We largely think of the low participation of EU-13 countries in framework programmes as a problem, and the figures speak their own language: the participation gap between EU-13 and EU-15 countries in Horizon 2020 has increased, with EU-13 countries attracting 4.9% of H2020 funding in the first three years of the programme. And, as Zygmunt Krasiński – Director of the Polish National Contact Point – reminded me last week, of the 100 most successful recipients of H2020 funding, not a single one is in EU-13 countries. As Europe’s best universities and research organisations focus on competing on a global scale, it seems that there has been little progress in addressing the problems in our own backyard.
But what if we thought of Europe’s lower-performing regions in positive terms, as our biggest opportunity? Such a change in mindset would begin by recognising what has already been achieved. Before the 1990s, universities in most EU-13 countries had very little direct exposure to academic freedom. From that perspective, the success of many institutions and national systems has been remarkable, in ways that cannot be measured by international rankings. Of course, we can lament that they have not made the same progress as some universities in Asia, for instance. But that progress has often been achieved with a level of state intervention in politics and society that we would find unacceptable in Europe. It is high time that we start to acknowledge – and appreciate – how much has already been achieved, in so many academic institutions in EU-13 countries.
Europe’s greatest asset is its people. As a university professor in the UK, I have much personal experience with the energy, intelligence and hard work that students from all over Europe – including EU-13 and our neighbourhood countries – bring to our classrooms. The ERC’s statistics also demonstrate the success of so many EU-13 nationals in obtaining awards, even if they are hosted abroad. The question, then, is how we can enhance this potential, ensure it has room to flourish, and help Europe – all of Europe – to succeed.
Focusing on this potential will direct our attention to mobility, collaboration, and structures. We need to increase student mobility in Erasmus+ in all directions, including students going to EU-13 countries and learning the host language.

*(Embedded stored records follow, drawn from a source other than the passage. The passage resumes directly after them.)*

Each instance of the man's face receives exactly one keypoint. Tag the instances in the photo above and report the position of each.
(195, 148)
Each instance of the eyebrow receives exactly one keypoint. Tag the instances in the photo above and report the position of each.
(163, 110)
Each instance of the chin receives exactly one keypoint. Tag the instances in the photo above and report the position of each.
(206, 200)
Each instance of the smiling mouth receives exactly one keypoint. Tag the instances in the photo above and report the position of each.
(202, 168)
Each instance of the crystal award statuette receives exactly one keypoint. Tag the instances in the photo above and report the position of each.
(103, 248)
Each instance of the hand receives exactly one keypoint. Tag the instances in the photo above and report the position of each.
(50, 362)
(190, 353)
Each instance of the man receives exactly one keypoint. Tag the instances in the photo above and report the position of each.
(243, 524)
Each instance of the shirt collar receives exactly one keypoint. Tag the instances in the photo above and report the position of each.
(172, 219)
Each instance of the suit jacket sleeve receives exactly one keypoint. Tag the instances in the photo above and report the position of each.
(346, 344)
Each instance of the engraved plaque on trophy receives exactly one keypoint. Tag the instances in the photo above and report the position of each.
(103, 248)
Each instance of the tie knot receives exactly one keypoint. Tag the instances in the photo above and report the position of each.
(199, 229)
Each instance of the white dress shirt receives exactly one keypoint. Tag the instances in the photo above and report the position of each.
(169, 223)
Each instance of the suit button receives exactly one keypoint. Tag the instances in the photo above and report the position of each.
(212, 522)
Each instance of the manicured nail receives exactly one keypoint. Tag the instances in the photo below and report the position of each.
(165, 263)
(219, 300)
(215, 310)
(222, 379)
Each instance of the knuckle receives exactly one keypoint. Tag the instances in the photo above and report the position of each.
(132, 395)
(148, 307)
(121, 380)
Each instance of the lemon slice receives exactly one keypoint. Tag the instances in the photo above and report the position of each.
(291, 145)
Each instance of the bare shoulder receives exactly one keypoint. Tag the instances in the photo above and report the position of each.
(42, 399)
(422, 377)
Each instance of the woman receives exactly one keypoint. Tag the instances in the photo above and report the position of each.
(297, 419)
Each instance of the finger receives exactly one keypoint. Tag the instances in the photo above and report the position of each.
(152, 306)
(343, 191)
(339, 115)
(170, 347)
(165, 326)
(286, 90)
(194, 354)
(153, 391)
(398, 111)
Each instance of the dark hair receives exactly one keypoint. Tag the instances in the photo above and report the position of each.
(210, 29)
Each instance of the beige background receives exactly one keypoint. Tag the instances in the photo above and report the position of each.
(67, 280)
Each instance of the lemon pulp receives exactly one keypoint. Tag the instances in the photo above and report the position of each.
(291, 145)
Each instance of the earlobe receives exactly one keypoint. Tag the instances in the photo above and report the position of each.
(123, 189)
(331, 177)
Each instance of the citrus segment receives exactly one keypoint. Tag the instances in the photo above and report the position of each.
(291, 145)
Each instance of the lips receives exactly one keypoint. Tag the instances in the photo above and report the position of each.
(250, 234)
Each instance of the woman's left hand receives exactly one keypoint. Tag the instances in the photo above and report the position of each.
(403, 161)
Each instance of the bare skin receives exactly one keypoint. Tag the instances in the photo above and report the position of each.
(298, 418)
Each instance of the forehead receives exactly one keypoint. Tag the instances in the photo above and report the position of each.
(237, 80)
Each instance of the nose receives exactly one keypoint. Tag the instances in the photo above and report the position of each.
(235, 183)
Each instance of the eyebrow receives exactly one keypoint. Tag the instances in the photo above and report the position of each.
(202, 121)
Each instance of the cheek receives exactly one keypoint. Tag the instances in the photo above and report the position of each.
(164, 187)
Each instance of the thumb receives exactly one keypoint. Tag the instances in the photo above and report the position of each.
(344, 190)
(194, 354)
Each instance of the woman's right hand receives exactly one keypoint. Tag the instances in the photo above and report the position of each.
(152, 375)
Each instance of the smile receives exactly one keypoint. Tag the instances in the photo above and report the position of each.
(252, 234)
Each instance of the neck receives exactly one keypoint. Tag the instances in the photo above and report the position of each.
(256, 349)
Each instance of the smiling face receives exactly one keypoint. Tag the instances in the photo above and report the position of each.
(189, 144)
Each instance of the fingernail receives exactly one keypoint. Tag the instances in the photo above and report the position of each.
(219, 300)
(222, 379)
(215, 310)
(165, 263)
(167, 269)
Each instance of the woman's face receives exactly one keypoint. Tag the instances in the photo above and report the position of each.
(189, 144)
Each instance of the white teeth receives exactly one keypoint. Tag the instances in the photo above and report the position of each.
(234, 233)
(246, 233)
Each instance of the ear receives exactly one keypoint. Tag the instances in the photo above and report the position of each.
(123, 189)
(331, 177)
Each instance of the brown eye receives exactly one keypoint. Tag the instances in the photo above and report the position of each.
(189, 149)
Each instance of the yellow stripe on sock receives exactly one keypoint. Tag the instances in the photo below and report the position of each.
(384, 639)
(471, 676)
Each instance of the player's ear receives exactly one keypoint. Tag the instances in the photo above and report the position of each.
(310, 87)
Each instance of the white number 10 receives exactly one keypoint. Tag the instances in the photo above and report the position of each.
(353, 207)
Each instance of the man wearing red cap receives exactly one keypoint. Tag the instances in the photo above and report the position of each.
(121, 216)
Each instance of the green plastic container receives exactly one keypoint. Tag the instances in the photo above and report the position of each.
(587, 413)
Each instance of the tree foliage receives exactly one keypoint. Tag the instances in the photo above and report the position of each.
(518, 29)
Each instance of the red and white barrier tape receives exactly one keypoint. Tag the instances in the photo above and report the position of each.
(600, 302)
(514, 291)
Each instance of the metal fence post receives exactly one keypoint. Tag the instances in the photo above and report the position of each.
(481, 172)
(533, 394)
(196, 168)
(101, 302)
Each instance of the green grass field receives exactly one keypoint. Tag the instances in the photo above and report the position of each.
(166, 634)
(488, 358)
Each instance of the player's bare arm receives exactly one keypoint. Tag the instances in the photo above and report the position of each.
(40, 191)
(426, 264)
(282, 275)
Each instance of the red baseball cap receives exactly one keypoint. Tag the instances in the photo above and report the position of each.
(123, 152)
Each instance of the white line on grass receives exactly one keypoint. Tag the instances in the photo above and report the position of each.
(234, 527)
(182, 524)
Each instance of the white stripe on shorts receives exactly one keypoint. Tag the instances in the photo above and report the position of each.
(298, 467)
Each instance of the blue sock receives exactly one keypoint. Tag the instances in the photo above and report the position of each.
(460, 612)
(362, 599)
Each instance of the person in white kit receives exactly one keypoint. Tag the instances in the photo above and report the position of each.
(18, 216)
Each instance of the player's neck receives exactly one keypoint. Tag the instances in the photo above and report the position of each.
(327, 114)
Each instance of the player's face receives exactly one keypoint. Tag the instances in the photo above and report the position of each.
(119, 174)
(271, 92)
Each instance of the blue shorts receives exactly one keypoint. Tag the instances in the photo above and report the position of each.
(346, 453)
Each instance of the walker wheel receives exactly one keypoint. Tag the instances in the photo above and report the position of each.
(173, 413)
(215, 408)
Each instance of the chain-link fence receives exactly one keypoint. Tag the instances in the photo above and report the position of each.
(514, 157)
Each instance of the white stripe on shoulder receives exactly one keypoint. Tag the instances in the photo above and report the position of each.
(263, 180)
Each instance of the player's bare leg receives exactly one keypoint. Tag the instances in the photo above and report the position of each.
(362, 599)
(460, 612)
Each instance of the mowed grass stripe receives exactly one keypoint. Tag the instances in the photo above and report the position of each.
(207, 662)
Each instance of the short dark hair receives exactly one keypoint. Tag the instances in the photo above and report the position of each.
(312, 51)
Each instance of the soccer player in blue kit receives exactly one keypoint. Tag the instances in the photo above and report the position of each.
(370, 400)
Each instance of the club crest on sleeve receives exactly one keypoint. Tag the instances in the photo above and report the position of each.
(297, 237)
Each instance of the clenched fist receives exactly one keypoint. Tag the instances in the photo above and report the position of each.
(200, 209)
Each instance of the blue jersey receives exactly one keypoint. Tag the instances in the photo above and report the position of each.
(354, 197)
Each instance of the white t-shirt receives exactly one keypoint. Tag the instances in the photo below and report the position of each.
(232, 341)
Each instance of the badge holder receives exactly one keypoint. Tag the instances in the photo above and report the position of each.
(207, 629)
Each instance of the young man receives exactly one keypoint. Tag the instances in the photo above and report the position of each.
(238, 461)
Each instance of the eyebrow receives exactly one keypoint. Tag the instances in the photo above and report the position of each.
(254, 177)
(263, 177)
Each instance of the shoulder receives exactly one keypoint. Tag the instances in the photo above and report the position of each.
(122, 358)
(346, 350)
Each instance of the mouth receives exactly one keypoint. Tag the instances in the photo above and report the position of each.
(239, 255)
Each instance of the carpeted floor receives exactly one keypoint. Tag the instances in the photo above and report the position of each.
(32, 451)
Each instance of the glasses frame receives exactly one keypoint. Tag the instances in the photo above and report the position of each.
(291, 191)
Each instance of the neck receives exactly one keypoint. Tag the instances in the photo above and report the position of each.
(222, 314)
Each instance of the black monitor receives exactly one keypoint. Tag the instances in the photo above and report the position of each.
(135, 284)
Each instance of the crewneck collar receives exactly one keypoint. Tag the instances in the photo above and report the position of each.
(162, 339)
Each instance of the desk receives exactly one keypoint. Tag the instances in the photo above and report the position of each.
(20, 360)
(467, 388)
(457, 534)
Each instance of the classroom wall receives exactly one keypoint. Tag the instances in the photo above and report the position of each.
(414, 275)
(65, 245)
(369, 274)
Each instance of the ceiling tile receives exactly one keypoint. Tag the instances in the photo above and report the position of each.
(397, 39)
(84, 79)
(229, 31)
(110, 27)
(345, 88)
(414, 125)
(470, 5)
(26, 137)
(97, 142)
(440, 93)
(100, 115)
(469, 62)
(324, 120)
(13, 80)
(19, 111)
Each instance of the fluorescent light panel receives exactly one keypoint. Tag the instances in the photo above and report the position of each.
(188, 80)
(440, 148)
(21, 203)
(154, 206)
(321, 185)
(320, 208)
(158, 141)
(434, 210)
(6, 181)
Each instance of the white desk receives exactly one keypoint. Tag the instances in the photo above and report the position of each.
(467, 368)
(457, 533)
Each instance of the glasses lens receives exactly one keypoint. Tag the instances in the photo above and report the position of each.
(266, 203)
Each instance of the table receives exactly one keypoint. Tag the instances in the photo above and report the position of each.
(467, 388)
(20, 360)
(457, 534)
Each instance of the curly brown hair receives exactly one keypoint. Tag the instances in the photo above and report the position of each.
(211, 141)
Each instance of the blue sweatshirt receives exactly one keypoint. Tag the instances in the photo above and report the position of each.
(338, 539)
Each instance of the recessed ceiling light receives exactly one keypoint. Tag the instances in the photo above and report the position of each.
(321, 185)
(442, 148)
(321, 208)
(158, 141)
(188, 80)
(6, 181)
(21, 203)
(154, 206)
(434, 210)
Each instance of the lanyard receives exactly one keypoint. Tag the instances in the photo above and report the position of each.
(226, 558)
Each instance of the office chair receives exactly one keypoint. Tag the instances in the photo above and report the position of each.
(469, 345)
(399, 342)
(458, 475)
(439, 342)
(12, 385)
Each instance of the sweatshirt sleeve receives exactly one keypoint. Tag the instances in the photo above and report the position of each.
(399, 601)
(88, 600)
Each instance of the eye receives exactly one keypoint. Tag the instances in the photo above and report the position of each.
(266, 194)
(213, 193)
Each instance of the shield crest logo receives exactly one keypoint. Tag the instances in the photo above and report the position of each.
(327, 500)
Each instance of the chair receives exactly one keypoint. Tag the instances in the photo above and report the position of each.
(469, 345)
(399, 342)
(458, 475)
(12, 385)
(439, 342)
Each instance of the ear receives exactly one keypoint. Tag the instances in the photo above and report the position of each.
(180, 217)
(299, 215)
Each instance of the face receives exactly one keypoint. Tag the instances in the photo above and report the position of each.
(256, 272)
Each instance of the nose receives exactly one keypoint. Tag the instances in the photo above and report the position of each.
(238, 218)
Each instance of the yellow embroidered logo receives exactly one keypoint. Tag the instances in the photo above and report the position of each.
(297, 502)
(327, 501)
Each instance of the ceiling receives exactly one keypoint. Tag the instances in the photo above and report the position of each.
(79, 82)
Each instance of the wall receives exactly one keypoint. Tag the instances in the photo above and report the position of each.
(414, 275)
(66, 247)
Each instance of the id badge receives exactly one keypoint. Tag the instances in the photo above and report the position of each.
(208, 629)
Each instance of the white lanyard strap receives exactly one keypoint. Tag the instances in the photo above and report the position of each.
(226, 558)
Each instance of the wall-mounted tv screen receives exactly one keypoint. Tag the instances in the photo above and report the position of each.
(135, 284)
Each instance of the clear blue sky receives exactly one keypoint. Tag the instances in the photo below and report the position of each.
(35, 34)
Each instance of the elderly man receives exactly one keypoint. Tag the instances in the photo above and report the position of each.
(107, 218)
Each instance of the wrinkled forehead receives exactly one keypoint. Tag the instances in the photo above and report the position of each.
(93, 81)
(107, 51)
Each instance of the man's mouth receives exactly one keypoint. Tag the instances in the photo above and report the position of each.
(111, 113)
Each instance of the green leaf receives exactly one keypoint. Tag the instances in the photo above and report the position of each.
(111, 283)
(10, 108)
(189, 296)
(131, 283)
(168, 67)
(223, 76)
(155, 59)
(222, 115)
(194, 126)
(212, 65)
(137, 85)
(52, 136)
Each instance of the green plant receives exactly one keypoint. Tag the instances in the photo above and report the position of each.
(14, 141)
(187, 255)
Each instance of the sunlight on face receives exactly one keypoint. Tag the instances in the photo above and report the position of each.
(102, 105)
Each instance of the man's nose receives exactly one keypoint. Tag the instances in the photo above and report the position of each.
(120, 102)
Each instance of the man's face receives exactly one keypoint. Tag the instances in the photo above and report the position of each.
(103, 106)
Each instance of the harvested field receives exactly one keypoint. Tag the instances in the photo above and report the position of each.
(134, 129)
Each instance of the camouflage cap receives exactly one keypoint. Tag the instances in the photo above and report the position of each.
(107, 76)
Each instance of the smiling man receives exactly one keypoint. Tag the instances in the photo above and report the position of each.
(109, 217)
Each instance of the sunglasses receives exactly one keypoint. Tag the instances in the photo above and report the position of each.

We need forms of bolder collaboration in which all parties have a real stake; the new European University networks are one example of what that might mean, centres of excellence funded by the Teaming instrument might be another.
Finally, we need to remove all structural barriers that stand in the way of realising excellence, ranging from the optimal provision and use of research infrastructures to the ability to co-fund EU-projects from locally-managed funds to appropriate flexibility on salaries.
Realising our potential is not just the job of the European Commission, and it is not just the job of national governments, important though these actors are. It’s about culture change, throughout Europe. My hope for the Times Higher Education World Academic Summit on Research Excellence in New Europe is that we can truly reflect on how we can bring about this change.